Take the forecasts by Karen Ward and Frederic Neumann, economists at HSBC. A consumer revolution is looming, driven by an unprecedented expansion of the global middle class. Almost 3bn people – more than 40 per cent of today’s population – will join the middle classes by 2050. Virtually all of these people will live in emerging markets, where a much smaller share of the family budget will be taken up with necessities and a greater proportion allocated to discretionary purchases. This will open up almost unimaginably large markets to successful entrepreneurs.
In fact, emerging market consumption could make up almost two-thirds of global consumption in 2050, compared to one-third today. My take from this report is that there is a simple lesson here for UK firms: follow the money. Forget about the decaying Eurozone. This is also true of City firms, including banks, fund managers, insurers and accountants: emerging markets consume 18 per cent of global consumer-facing financial services today; this will rise to over 50 per cent by 2050.

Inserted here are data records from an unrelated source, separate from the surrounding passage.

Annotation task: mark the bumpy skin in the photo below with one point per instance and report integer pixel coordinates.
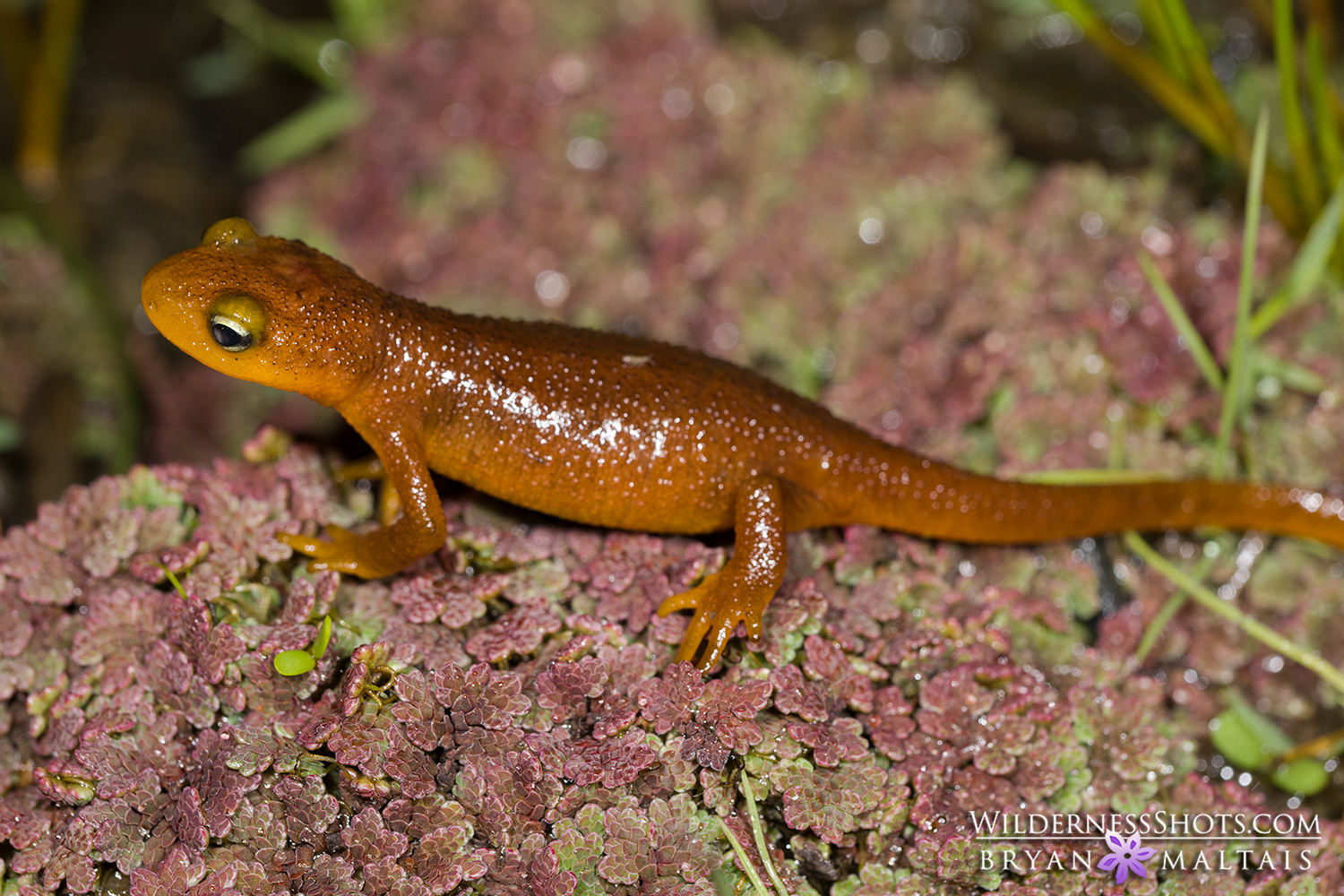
(617, 432)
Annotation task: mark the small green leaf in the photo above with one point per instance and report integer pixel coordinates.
(1303, 775)
(174, 579)
(308, 129)
(1180, 320)
(324, 637)
(295, 662)
(1236, 740)
(1308, 266)
(10, 435)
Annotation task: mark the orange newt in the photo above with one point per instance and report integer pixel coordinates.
(616, 432)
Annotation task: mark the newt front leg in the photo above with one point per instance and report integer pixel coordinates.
(418, 530)
(742, 589)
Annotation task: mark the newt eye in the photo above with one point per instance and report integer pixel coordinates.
(228, 333)
(237, 322)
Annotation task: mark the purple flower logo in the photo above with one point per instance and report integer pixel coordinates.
(1125, 856)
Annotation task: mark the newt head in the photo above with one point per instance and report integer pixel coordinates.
(266, 309)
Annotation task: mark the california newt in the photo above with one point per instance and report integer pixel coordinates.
(616, 432)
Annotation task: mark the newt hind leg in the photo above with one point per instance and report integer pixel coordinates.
(742, 589)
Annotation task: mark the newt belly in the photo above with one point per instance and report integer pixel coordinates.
(616, 432)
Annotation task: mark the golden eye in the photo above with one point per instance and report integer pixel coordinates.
(237, 323)
(228, 333)
(230, 233)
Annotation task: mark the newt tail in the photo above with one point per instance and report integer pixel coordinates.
(616, 432)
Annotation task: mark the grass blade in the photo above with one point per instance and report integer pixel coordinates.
(1180, 320)
(1169, 93)
(1225, 608)
(1238, 367)
(1158, 24)
(1308, 266)
(1169, 610)
(1295, 376)
(1285, 50)
(1319, 85)
(1196, 61)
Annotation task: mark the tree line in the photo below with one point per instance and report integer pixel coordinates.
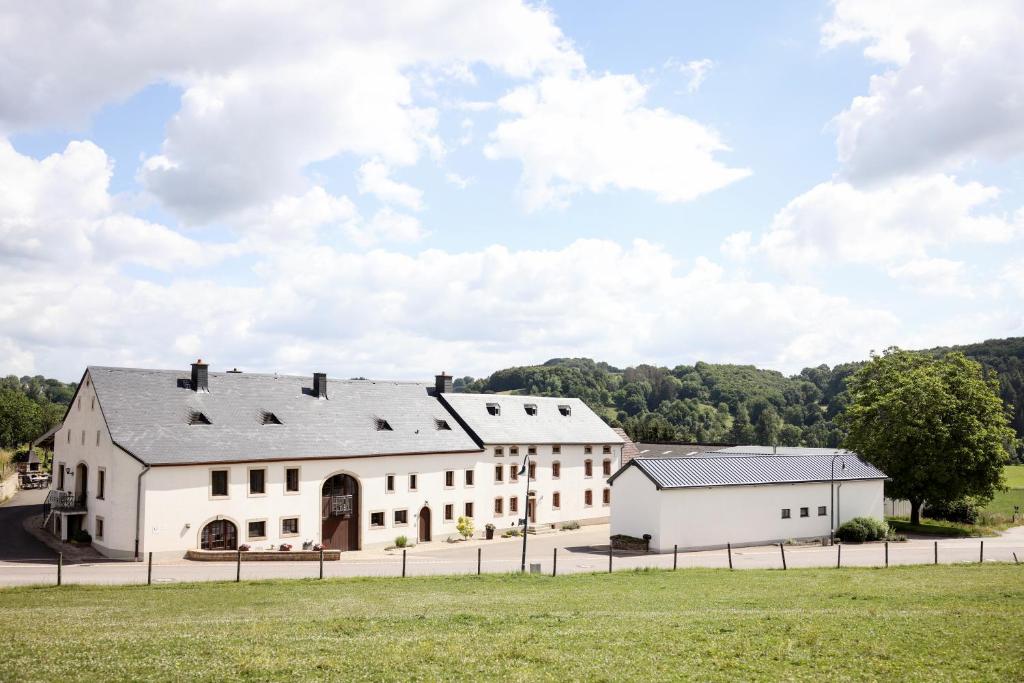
(731, 403)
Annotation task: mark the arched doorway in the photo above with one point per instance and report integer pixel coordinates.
(340, 513)
(424, 525)
(219, 535)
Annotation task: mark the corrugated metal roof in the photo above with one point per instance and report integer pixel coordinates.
(738, 470)
(515, 425)
(148, 415)
(779, 451)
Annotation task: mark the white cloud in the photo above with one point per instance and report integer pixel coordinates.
(57, 213)
(695, 70)
(593, 133)
(386, 225)
(383, 313)
(887, 225)
(374, 177)
(937, 276)
(954, 89)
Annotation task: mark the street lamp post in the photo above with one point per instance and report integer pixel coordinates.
(832, 503)
(524, 471)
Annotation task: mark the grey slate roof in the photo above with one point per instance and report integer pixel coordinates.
(779, 451)
(674, 450)
(738, 470)
(147, 414)
(515, 426)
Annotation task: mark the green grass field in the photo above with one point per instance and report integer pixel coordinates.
(929, 623)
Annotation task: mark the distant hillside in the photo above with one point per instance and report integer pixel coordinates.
(714, 402)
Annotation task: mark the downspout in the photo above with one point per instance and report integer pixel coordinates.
(138, 506)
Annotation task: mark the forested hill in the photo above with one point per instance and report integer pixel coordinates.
(713, 402)
(30, 406)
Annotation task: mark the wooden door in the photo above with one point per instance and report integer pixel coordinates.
(425, 525)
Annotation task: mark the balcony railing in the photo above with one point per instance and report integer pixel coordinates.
(64, 500)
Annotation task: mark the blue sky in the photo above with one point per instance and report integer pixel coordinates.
(387, 191)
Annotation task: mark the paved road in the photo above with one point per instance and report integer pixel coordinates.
(579, 551)
(15, 544)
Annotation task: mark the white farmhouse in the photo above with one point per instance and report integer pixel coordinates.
(714, 499)
(166, 462)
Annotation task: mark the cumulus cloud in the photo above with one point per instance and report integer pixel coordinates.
(374, 177)
(952, 89)
(836, 221)
(56, 212)
(576, 133)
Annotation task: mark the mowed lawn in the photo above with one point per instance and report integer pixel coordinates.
(929, 623)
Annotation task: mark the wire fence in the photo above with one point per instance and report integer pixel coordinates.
(553, 561)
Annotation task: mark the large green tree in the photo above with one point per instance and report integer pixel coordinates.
(936, 426)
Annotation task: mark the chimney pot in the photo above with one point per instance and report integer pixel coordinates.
(201, 377)
(442, 383)
(320, 385)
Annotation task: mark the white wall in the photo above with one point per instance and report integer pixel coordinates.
(740, 515)
(178, 505)
(117, 508)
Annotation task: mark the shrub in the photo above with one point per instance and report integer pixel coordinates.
(465, 526)
(963, 511)
(860, 529)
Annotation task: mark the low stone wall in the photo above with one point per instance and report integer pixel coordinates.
(262, 555)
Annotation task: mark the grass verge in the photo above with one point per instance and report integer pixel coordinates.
(930, 623)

HSBC focuses on 17 of the emerging markets it expects will belong to the world’s top 30 economies in 2050. By then, Chinese workers will have enjoyed a seven-fold rise in income from around $2,500 to $18,000; with a population of 1.4bn, that will be a massive market. If anything, this could be an under-estimate; the forecasters assume that average incomes in China will be one third of America’s. India’s population of 1.6bn in 2050 will have an income more than six times today’s. The Philippines, with a population in 2050 twice the size of either Germany or the UK, will have enjoyed a nine-fold rise in income. Peru will be the star performer from Latin America. Other emerging countries HSBC believes will do well include, among others, the Philippines, Malaysia, Russia, Indonesia, Turkey, Thailand, Colombia – and just one European country, Poland.
The future lies everywhere but the old continent. Whether one likes this or not, it is time to adapt – and that means jettisoning old alliances and failing European bureaucratic structures and embarking on a new, ruthlessly global trading adventure.
BLACK CABS MUST PAY THEIR WAY
IT is always sad news when an iconic company goes into administration, and especially so when that firm is Manganese Bronze Holdings, maker of London’s Black Cab. But we should remember that companies are not fossils. They are living organisms. They must not be molly-coddled by taxpayers or preserved in aspic but forced to compete, innovate and change. Traditions only survive if they remain relevant and financially viable. For the sake of London’s image, we must all hope that somebody will buy Manganese as a going concern, shake up its management practices and improve quality control – and once again make a commercial success of its wonderful taxis.